As the public becomes more informed about AI hallucinations and other limits, consumers now expect businesses to be more forthcoming and transparent about the bias and limitations within their own AI models and agents. 

IN: Understanding AI Bias and Limitations 

At Schneider Electric, we see and understand the potential errors and impacts of using AI in an unresponsible way. We understand that the best use of AI in the private sector is with human oversight to balance out the inherent limitations of the technology. We acknowledge the environmental impact from increased AI usage and that AI models can make errors. We continuously work to minimize the impacts of these issues with human input, frugal use of AI, and supporting the decarbonization of data centers. 

Use of AI 

OUT: Over-use of AI 

Funny cat photos. Digital dolls. Writing an email. These are all things that humans could create before the introduction of generative AI, but companies have marketed generative AI to do absolutely anything one could imagine. However, this diversity of applications comes at the expense of environmental degradation and water rations for towns near data centers worldwide. AI is an energy-hungry technology, and the energy demand for AI alone is projected to reach 44 gigawatts in 2025, which is over half of the total energy demand for all data center workloads.
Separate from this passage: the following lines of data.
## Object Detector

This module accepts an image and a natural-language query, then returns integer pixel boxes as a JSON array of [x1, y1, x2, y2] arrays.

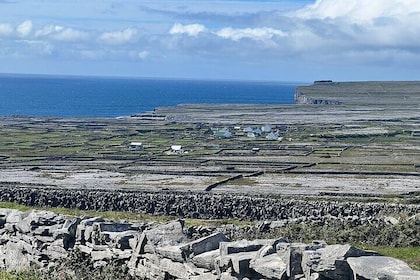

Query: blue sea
[[0, 75, 298, 117]]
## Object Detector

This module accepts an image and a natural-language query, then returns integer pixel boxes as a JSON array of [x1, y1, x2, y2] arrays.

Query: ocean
[[0, 75, 298, 117]]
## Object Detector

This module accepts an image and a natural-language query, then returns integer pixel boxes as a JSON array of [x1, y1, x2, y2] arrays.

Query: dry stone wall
[[0, 209, 420, 280], [0, 184, 420, 224]]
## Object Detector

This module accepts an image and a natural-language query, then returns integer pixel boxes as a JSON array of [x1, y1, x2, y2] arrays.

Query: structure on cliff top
[[295, 80, 420, 106]]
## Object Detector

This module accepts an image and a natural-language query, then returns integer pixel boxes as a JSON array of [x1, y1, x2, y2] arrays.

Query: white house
[[171, 145, 183, 154], [130, 142, 143, 150]]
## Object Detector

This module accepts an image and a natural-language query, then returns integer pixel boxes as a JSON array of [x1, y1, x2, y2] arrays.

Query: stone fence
[[0, 183, 420, 223], [0, 209, 420, 280]]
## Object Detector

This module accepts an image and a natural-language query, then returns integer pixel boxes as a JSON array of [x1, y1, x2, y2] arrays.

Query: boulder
[[181, 232, 229, 258], [347, 256, 420, 280], [219, 239, 276, 256], [191, 249, 220, 270], [156, 246, 185, 262], [144, 220, 187, 246], [302, 244, 377, 280], [249, 254, 287, 279]]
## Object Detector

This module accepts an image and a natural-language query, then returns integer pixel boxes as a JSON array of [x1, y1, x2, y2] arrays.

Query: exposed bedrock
[[0, 209, 420, 280], [295, 89, 341, 105]]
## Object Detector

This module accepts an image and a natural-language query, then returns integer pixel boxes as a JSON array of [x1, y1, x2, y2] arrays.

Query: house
[[253, 128, 262, 136], [171, 145, 184, 154], [265, 132, 279, 140], [261, 124, 272, 133], [244, 126, 254, 133], [213, 127, 232, 138], [130, 142, 143, 150]]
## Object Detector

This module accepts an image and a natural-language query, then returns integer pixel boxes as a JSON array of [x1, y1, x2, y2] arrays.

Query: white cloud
[[137, 51, 149, 60], [0, 23, 13, 36], [216, 27, 287, 41], [169, 23, 207, 37], [35, 25, 89, 42], [296, 0, 420, 22], [35, 25, 64, 37], [52, 28, 88, 42], [99, 28, 137, 45], [16, 20, 33, 37]]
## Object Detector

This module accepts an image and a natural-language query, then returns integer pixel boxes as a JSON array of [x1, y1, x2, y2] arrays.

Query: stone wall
[[0, 183, 420, 224], [0, 209, 420, 280]]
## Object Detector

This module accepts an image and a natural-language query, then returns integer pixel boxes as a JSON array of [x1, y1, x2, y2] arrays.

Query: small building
[[244, 126, 254, 133], [171, 145, 184, 154], [246, 132, 257, 138], [253, 128, 262, 136], [130, 142, 143, 150], [265, 131, 279, 140], [213, 127, 232, 139], [261, 124, 272, 133]]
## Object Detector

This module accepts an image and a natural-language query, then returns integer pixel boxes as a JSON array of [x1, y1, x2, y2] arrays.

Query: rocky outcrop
[[0, 209, 420, 279], [295, 91, 342, 105]]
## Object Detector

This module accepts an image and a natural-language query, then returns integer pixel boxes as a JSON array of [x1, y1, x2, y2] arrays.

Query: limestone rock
[[191, 249, 220, 270], [347, 256, 420, 280], [249, 254, 287, 279], [302, 245, 377, 280], [144, 220, 187, 246], [181, 232, 229, 257]]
When we over-use AI, we dampen its potential to solve complex challenges like decarbonization and hurt those the technology is supposed to help.  

IN: Frugal AI 

Schneider Electric is committed to a vision of frugal AI, where we maximize the potential of these technologies while minimizing the negative impacts on communities and the environment. Through our understanding of economic, environmental, and resource pressures, we have created three rules for our use of AI: right-size every model, deploy workloads where carbon is lower, and build safety that drives efficiency. Not only will this vision help maximize efficiency and return on investment, but frugal AI practices help to contain the environmental impact of AI. 

The I in AI: Intelligence 

OUT: One Intelligence 

In the past few years, there have been plenty of debates about the use of artificial intelligence in the private sector. Oftentimes, the participants in this debate have landed in one of two categories. The first believes AI will replace human intelligence due to its superior speed and rapid development. The other believes that the errors AI continues to make prove that we should completely forego using AI in favor of human intelligence. With these arguments, we limit the possibilities of what we can do based on one type of intelligence, which will ultimately fall to the weaknesses of that singular focus. 
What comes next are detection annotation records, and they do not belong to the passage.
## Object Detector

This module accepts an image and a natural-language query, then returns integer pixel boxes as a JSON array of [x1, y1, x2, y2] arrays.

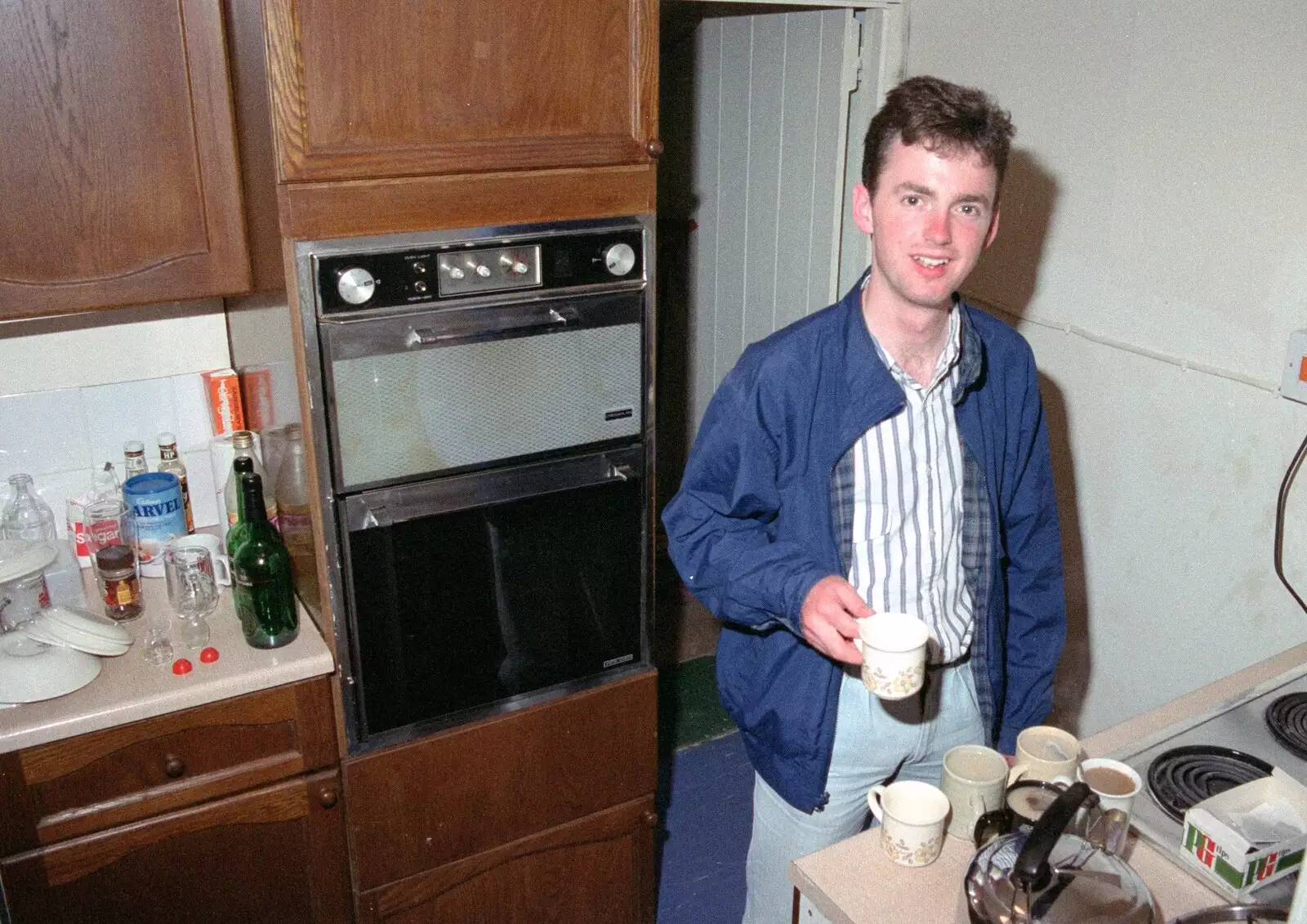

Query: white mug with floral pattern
[[867, 780, 949, 867], [854, 613, 930, 699]]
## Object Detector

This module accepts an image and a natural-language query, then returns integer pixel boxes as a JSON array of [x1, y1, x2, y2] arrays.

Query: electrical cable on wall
[[1276, 436, 1307, 612]]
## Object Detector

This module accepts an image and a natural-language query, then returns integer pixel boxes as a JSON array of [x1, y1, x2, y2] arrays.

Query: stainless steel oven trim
[[316, 289, 643, 493], [296, 244, 359, 746], [340, 446, 645, 530], [296, 216, 654, 269], [294, 213, 658, 754], [323, 290, 645, 362]]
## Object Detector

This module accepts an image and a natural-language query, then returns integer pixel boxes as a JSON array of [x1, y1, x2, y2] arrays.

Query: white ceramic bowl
[[0, 632, 100, 703]]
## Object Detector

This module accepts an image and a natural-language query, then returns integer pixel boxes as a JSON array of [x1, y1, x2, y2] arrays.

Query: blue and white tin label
[[123, 471, 185, 566]]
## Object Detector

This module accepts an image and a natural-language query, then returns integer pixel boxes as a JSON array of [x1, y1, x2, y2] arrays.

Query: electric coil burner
[[1266, 693, 1307, 759], [1107, 664, 1307, 907], [1148, 748, 1270, 821]]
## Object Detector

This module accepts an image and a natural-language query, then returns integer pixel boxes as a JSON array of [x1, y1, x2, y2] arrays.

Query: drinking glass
[[163, 545, 218, 649]]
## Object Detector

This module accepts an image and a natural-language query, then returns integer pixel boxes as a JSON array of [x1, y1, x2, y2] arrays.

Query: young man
[[662, 77, 1065, 924]]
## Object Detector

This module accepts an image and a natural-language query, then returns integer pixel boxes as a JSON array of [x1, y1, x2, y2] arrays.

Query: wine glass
[[163, 545, 218, 651]]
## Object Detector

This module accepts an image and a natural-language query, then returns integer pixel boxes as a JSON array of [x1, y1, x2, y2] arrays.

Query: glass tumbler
[[163, 545, 218, 651]]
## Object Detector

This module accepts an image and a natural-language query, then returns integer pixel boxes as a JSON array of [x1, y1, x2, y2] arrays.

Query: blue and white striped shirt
[[832, 311, 988, 664]]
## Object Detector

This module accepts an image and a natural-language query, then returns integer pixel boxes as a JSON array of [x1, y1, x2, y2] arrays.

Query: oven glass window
[[349, 478, 642, 734]]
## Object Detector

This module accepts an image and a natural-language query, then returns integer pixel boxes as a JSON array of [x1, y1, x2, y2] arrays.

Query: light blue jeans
[[743, 661, 984, 924]]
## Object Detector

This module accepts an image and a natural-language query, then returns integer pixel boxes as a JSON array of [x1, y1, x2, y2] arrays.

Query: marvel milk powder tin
[[123, 471, 185, 578]]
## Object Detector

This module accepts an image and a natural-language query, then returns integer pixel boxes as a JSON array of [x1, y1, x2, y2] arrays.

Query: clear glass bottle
[[273, 423, 318, 608], [123, 440, 150, 481], [222, 430, 277, 529], [159, 430, 194, 533], [231, 473, 299, 648], [87, 462, 123, 503], [226, 456, 253, 558], [0, 471, 59, 542]]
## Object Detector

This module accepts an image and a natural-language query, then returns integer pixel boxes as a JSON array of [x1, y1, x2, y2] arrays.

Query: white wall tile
[[83, 379, 178, 471], [181, 449, 218, 529], [0, 388, 90, 480], [170, 373, 213, 453], [0, 298, 231, 394]]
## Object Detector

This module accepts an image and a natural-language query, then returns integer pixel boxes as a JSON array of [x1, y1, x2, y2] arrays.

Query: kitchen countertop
[[0, 569, 336, 754], [789, 645, 1307, 924]]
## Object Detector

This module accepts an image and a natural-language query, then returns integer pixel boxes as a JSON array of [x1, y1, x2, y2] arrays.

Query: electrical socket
[[1279, 331, 1307, 404]]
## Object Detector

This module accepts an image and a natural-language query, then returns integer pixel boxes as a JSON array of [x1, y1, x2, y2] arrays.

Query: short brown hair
[[863, 77, 1015, 196]]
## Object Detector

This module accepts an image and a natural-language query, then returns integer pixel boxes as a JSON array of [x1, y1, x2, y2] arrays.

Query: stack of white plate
[[20, 606, 132, 658], [0, 632, 100, 703]]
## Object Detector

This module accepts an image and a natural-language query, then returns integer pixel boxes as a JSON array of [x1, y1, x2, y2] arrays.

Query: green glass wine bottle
[[226, 456, 255, 560], [231, 473, 299, 648]]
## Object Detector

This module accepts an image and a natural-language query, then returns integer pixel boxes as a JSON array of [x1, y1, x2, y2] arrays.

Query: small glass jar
[[96, 545, 145, 622]]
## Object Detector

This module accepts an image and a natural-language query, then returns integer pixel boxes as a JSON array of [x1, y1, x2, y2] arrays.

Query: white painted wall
[[0, 298, 231, 395], [907, 0, 1307, 732], [0, 298, 231, 535]]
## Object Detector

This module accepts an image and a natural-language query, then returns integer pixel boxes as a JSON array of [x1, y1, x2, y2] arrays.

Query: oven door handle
[[338, 444, 645, 532], [404, 305, 578, 349]]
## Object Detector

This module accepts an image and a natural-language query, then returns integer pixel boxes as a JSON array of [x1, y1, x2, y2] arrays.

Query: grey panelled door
[[685, 9, 858, 438]]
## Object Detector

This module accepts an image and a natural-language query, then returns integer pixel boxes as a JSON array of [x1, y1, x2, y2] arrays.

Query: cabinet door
[[0, 771, 349, 924], [264, 0, 658, 181], [359, 796, 658, 924], [0, 0, 250, 318]]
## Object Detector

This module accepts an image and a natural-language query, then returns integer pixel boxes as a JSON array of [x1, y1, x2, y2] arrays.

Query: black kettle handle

IN: Collaborative Intelligence 

At Schneider Electric, we believe that there can be a world where the minds of humans work alongside artificial intelligence. Humans and AI each have tasks that they are individually skilled at, creativity and problem-solving for the former and maintaining databases and data auditing for the latter, and it is together that we will overcome our biggest challenges. We call this collaboration of human thinking and AI technology collaborative intelligence. Through collaborative intelligence, we can minimize the risks of both human and AI errors and break through the limitations of each independent intelligence to create meaningful change and progress in decarbonization. This approach will unlock the full potential of both AI and humanity, and it will allow for AI to power our future sustainably and responsibly. 

Conclusion 

As use of all types of AI, traditional, generative and agentic, continue to spread across industries, companies must not be satisfied with the status quo but rather continuously look to where AI can be used effectively and efficiently across their operations. By being ready to adapt to future technological innovation, companies can accelerate their growth and create more diverse opportunities for their portfolio. At Schneider Electric, we strive to continue our legacy of adaptability and our investment in agile, agentic AI systems, all of which position us to remain at the forefront of energy management, sustainability, and digital transformation.